Altered expression and interaction of adherens junction proteins in the developing OLM of the Rho(−/−) mouse

Abstract

Retinitis Pigmentosa (RP) represents a major cause of progressive retinal disease worldwide and comprises a heterogeneous group of inherited diseases that are characterised by primary degeneration of rod photoreceptors and secondary degeneration of cone photoreceptors in the retina. The outer limiting membrane (OLM) which allows for the interaction of photoreceptors with surrounding photoreceptors and Müller cells is compromised in many degenerative retinal diseases. Using indirect immunostaining of retinal cryosections from C-129 Wild Type (WT) and C-129 Rho(−/−) mice, we have determined levels of expression of the adherens junction associated proteins ZO-1, β-catenin and p120-catenin at the OLM from newborn and 1, 2, 3, 4 and 5-week old animals. We have also used immunoprecipitation analysis to determine changes in the association of E-cadherin with ZO-1, β-catenin and p120-catenin and the association of α-catenin with ZO-1 and β-catenin at these time points in WT and Rho(−/−) mice. We have found that ZO-1 expression at the OLM is present in WT and Rho(−/−) mice after 2weeks, but that levels of expression at the OLM decrease after this time point in the Rho(−/−) mice. β-catenin expression in the Rho(−/−) mice became compromised at the OLM after 3weeks, showing a distinct change in staining pattern after 4weeks and no staining at the OLM after 5weeks.

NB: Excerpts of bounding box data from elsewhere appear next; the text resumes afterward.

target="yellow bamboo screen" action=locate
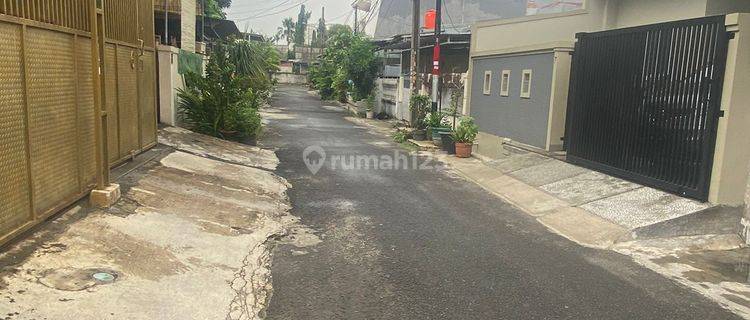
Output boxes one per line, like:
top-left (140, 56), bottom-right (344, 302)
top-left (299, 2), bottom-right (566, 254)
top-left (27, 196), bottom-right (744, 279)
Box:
top-left (154, 0), bottom-right (203, 16)
top-left (104, 0), bottom-right (137, 44)
top-left (0, 0), bottom-right (91, 31)
top-left (138, 0), bottom-right (156, 48)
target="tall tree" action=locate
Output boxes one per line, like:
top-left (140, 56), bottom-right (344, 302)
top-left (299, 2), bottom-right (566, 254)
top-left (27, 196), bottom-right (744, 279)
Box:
top-left (294, 4), bottom-right (312, 46)
top-left (279, 18), bottom-right (297, 43)
top-left (313, 13), bottom-right (328, 47)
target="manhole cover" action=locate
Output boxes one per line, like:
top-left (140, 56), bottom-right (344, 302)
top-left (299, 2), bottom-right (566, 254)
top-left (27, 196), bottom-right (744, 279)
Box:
top-left (38, 268), bottom-right (117, 291)
top-left (92, 272), bottom-right (115, 282)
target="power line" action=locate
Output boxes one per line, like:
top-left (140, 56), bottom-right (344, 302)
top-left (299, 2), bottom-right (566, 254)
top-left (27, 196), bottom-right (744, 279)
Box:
top-left (326, 11), bottom-right (352, 24)
top-left (226, 0), bottom-right (292, 16)
top-left (441, 0), bottom-right (458, 31)
top-left (234, 0), bottom-right (309, 21)
top-left (362, 0), bottom-right (380, 30)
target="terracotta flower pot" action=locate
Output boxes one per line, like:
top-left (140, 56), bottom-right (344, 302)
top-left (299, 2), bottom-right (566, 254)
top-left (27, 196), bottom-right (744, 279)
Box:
top-left (456, 142), bottom-right (473, 158)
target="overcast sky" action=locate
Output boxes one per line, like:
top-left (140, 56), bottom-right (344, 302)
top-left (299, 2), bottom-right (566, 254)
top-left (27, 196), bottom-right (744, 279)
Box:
top-left (227, 0), bottom-right (375, 39)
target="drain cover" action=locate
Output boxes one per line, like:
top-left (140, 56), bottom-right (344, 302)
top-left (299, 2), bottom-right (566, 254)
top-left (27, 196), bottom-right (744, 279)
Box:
top-left (92, 272), bottom-right (115, 282)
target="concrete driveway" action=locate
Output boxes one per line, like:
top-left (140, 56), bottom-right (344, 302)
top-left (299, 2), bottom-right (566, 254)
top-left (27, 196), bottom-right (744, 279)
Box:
top-left (263, 86), bottom-right (736, 319)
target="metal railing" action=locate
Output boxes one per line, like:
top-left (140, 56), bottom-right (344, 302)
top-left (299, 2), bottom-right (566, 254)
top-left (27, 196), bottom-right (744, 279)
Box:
top-left (565, 16), bottom-right (729, 201)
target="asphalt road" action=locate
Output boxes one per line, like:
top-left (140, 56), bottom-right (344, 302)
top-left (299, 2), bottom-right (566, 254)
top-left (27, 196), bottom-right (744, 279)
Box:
top-left (262, 86), bottom-right (736, 319)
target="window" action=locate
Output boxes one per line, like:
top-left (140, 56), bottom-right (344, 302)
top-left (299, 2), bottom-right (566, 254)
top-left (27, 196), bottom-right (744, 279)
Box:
top-left (500, 70), bottom-right (510, 97)
top-left (521, 69), bottom-right (531, 99)
top-left (484, 71), bottom-right (492, 95)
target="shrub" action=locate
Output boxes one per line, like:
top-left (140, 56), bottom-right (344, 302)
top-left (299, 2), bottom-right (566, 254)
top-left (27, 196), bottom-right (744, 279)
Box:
top-left (393, 131), bottom-right (408, 143)
top-left (310, 25), bottom-right (378, 102)
top-left (178, 42), bottom-right (273, 141)
top-left (425, 111), bottom-right (449, 128)
top-left (452, 117), bottom-right (479, 143)
top-left (409, 95), bottom-right (430, 130)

Moreover, we have shown that p120-catenin expression is not evident at the OLM of the Rho(−/−) mice at the 4 or 5week time point. To complement this data, we have performed immunoprecipitation analysis on neural retinal lysates from WT and Rho(−/−) mice and herein report fluctuations in the association of E-cadherin with ZO-1, and β-catenin, while showing that the interaction of E-cadherin with p120-catenin is not established in the retina of C-129 WT and Rho(−/−) mice until 4weeks after birth and remains un-changed up to and including 5weeks after birth. Meanwhile, we report that the association of α-catenin with ZO-1 is decreased in retinas of the Rho(−/−) from newborn animals up to and including 5weeks after birth. We have also shown that the association of α-catenin and β-catenin is not well established in WT and Rho(−/−) mice until at least 5weeks after birth. We hypothesize that these retinal changes at the OLM may contribute significantly to the pathogenesis of retinal degenerations and may represent a unique therapeutic target for intervention in conditions involving rapid photoreceptor cell death.